By Chandini Monnappa and Rishab Shaju
(Reuters) -British investment platform AJ Bell on Friday raised its 2025 pre-tax profit margin forecast after a surge in customer activity helped half-year profit rise 12%, sending shares to a record high.
Fluctuating tariff policies under U.S. President Donald Trump have heightened market volatility and global recession concerns, leading to increased customer activity for investment managers.
AJ Bell said it expects 2025 profit before tax margin to be over 42%, higher than the 40% it had forecast earlier, and said half-year transactional revenue rose 45.1% from a year ago.
Shares jumped more than 10% to 503.5 pence by 0730 GMT.

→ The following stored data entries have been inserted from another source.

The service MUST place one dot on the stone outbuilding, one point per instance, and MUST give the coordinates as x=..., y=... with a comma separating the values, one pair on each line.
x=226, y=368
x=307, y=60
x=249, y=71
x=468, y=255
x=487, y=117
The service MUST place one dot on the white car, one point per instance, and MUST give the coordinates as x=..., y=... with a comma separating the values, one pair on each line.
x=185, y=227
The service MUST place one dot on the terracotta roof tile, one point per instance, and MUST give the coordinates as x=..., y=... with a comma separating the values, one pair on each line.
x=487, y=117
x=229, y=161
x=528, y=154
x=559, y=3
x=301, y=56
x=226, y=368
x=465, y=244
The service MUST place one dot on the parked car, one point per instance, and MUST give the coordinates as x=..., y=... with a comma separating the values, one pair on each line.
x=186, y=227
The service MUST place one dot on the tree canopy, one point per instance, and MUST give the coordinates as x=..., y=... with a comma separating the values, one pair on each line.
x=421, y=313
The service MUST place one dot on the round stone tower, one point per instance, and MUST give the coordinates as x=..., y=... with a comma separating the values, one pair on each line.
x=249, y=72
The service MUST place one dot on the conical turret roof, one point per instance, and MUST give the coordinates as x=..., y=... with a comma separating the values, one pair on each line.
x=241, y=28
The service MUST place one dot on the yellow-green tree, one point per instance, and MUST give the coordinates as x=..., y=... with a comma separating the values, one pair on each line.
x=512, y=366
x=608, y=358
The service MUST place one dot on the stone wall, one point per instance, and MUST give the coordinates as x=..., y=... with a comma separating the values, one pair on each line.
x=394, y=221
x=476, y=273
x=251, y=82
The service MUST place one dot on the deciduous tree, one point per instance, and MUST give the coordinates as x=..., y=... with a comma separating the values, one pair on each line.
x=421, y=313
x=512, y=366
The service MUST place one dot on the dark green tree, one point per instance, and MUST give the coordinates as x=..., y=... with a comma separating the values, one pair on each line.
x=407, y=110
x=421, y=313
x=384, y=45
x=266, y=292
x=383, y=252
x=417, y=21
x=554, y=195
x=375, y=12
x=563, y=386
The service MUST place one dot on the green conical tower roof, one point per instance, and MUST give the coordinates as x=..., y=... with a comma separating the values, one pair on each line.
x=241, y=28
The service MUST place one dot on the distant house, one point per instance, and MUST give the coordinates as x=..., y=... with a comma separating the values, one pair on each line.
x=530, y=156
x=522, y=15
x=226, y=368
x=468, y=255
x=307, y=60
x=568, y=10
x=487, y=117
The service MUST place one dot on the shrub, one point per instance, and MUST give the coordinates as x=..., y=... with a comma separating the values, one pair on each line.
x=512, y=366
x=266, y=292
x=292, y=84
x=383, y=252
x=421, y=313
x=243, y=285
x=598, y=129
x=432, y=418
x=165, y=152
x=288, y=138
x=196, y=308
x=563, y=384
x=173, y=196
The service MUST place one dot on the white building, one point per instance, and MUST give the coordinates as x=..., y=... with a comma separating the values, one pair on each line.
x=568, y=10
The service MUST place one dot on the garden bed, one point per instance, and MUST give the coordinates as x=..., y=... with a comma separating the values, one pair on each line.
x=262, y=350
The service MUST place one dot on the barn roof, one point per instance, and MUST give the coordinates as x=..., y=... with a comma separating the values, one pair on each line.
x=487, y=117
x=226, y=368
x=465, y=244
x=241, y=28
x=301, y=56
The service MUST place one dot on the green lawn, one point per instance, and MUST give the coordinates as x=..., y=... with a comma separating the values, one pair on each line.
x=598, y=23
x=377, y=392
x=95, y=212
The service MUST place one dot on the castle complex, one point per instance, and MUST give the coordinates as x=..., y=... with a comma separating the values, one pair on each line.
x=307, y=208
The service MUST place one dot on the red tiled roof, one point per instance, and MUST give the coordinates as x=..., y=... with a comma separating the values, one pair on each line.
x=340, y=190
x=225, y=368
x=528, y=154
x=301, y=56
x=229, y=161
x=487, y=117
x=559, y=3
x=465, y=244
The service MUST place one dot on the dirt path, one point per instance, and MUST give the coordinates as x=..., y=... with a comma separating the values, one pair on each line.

Analysts at Jefferies said in a note that they anticipate a positive market response and upward revisions to forecasts after “excellent” results.
“Market volatility or short-term drops do not tend to deter (retail investors),” CEO Michael Summersgill told Reuters in an interview following the company’s results announcement.
“Instead, many see it as an opportunity – thinking, I’m investing for the next 20 years, so this could actually work in my favour,” he said.
AJ Bell, which offers a broad range of financial services including asset management, added 50,000 customers at the end of the first half of the year.
The company also announced a 25 million pound ($33.68 million) share buyback and an interim dividend of 4.50 pence per share, 6% higher than last year.